Racicot and other top Republicans continued to allege that Democrats were trying to get as many as one-third of the absentee ballots from the military thrown out.


"The vice president's lawyers have gone to war, in my judgment, against the men and women who serve in our armed services," Racicot said. "Last night across Florida, they threw out between 900 and 1,100 votes cast by military men and women. In Duval County, for example, 44 votes, mostly military, were thrown out," he said.

But Gore legal adviser Ron Klain called the Republican charges "hypocritical."

"They've spent a week trying to exclude the votes of men and women in uniform, police, fire, nurses, doctors," Klain said. "Now, their newfound dedication to the counting of ballots, though welcome, seems a little off."

In a statement issued through the Bush campaign, retired Army general Norman Schwarzkopf complained that absentee ballots used by members of the military reportedly might not be counted because clerical errors left them unpostmarked. Sen. John Warner, chairman of the Senate Armed Services Committee, made a similar complaint Friday.

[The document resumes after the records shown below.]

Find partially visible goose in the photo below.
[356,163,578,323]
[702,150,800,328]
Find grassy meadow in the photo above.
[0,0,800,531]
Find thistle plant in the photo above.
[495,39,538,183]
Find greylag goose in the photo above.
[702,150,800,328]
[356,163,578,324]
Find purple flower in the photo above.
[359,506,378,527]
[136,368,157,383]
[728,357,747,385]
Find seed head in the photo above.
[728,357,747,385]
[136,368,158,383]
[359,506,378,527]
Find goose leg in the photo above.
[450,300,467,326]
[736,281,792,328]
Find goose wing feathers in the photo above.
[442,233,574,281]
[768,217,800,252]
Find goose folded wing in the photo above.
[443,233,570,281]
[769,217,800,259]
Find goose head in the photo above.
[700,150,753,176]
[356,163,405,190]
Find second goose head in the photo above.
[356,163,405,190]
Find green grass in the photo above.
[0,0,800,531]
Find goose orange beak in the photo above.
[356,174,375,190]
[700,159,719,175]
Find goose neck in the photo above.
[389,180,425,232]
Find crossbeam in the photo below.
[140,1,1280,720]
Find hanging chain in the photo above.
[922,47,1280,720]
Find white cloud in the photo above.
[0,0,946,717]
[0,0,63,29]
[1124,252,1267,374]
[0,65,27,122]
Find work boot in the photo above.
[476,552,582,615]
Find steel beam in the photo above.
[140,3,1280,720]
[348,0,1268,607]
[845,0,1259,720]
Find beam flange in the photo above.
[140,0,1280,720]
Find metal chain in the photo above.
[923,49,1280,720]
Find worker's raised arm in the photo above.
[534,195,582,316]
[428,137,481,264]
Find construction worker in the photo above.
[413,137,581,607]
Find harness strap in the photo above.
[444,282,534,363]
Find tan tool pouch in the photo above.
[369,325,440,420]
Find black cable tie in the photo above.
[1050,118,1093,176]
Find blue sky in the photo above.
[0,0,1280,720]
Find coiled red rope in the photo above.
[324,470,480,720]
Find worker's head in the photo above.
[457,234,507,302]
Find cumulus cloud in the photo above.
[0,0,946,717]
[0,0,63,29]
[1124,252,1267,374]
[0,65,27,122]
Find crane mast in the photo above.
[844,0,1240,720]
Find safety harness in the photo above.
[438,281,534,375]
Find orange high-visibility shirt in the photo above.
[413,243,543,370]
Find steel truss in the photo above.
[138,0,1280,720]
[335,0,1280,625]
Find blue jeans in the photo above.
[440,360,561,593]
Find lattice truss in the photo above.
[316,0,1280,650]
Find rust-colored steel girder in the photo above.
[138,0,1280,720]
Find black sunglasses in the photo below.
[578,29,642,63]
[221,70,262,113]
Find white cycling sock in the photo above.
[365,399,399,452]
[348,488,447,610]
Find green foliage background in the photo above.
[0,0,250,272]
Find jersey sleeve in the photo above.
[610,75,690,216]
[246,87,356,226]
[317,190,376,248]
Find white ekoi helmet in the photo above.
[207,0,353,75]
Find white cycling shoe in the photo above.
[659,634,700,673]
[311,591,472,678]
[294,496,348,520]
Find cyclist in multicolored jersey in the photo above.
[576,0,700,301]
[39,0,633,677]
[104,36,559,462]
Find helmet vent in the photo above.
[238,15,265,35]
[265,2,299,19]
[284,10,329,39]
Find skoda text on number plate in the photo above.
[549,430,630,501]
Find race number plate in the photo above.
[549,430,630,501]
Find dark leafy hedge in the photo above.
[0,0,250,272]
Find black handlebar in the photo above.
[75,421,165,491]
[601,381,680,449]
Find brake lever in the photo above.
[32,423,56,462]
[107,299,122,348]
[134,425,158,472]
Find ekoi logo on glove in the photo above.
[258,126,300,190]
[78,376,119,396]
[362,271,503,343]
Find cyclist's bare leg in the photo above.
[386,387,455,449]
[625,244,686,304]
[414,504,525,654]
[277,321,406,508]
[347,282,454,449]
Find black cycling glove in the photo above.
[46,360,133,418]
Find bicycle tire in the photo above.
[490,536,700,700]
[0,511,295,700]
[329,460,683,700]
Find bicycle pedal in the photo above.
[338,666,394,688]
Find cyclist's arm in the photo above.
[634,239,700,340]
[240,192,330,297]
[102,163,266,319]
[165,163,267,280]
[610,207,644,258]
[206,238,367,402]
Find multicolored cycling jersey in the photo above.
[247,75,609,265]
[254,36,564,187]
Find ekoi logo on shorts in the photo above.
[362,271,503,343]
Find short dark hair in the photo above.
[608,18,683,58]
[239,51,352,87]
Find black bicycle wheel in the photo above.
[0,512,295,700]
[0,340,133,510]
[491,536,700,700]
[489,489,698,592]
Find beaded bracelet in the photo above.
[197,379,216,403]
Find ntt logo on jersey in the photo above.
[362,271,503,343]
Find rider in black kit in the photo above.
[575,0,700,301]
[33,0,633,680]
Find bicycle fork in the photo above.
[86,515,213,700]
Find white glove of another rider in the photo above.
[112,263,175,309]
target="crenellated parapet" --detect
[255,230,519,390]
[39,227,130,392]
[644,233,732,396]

"These people don't have the luxury of going down to the post office and getting their ballot postmarked," said Bush spokeswoman Mindy Tucker. "And lots of times when they're trying to get these things in expeditiously, which is what the federal law calls for they, end up getting them back here without a postmark on them."

Questioned on CNN's "Evans & Novak" Saturday night about whether military voters "should be given a little leeway," Daschle replied: "I do. I also think that those ballots in Palm Beach -- if it's clear that somebody put a mark on that ballot with the intention of attempting to vote, if it's marked but the chad is not all the way through -- clearly that's something we ought to examine, as well. That's the point. It works both ways."

Military postal regulations require that a postmark be affixed to mail, and in a letter to a Palm Beach, Fla., law firm, Navy Capt. E.M. DuCom, deputy director of the Military Postal Service Agency, acknowledged that "there are instances when time constraints do not allow for proper postmarking/cancellation of the mail."

DuCom said that he has "... personally received mail through the MPS (Military Postal System) with no postmarking."

Under state law, ballots without postmarks are not counted, since it can't be determined if the ballot arrived prior to the deadline.

The candidate who wins Florida and its 25 Electoral College votes will succeed U.S. President Bill Clinton on January 20.